Missile and drone strikes have cut Saudi Arabia’s oil production capacity by about 600,000 barrels per day and reduced flows through its East-West pipeline by roughly 700,000 bpd, the Kingdom’s energy ministry has revealed.
The East-West system has become one of Saudi Arabia’s primary export routes, moving crude from the Gulf to the Red Sea and bypassing the Strait of Hormuz.
One of the pipeline’s pumping stations was struck, limiting throughput. At the same time, direct hits to upstream assets have taken barrels offline. The Manifa field lost about 300,000 bpd of capacity, and previous damage at Khurais accounts for another 300,000 bpd.
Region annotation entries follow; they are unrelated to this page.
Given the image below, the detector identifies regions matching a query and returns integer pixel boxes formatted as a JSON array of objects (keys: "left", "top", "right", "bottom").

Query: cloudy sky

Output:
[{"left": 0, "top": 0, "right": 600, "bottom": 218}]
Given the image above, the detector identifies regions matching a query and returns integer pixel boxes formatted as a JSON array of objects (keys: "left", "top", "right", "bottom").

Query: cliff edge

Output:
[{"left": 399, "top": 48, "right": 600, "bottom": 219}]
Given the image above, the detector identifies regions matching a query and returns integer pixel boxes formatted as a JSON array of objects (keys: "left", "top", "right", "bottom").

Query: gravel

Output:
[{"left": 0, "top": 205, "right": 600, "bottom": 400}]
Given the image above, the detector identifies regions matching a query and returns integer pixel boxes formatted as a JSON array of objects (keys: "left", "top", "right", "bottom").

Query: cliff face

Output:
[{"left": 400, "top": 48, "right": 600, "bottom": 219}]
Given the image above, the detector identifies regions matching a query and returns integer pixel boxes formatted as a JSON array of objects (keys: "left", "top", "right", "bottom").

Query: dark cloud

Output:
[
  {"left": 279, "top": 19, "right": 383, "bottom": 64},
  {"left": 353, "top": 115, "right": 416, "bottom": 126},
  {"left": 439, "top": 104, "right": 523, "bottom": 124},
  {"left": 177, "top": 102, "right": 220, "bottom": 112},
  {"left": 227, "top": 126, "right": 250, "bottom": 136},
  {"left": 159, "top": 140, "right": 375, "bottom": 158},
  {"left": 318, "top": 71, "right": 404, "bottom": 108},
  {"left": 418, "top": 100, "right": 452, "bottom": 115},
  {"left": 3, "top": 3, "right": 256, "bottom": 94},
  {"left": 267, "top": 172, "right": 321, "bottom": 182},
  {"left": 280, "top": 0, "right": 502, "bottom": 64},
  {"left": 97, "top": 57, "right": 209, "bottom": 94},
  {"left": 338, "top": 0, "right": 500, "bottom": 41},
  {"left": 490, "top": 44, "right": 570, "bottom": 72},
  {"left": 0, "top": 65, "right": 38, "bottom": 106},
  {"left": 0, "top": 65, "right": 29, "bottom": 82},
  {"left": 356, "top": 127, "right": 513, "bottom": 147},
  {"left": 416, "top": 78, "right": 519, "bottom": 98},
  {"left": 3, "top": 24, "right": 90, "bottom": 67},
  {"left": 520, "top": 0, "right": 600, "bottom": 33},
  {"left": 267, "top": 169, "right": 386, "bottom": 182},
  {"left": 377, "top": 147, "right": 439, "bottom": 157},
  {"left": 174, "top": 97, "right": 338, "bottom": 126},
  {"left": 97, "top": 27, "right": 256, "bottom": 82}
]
Refining capacity has also been hit, including Ras Tanura, Jubail, Yanbu, and Riyadh. Processing sites at Ju’aymah were affected by fires, reducing exports of liquefied petroleum gas and natural gas liquids as well.
Saudi Arabia has been the subject of repeated attacks since the start of the U.S.-Israeli war with Iran, with hundreds of missiles and drones targeting energy infrastructure across the Kingdom. Most have been intercepted, but enough have landed to disrupt operations.
The loss of pipeline capacity compounds the problem. Even barrels that can still be produced face constraints reaching export terminals.
Saudi Arabia remains the world’s largest oil exporter and a central supplier to global markets. Any disruption to its production, refining, or export system feeds directly into available supply.
According to the energy ministry, ongoing attacks are also drawing down operational and emergency inventories, reducing the country’s ability to offset losses.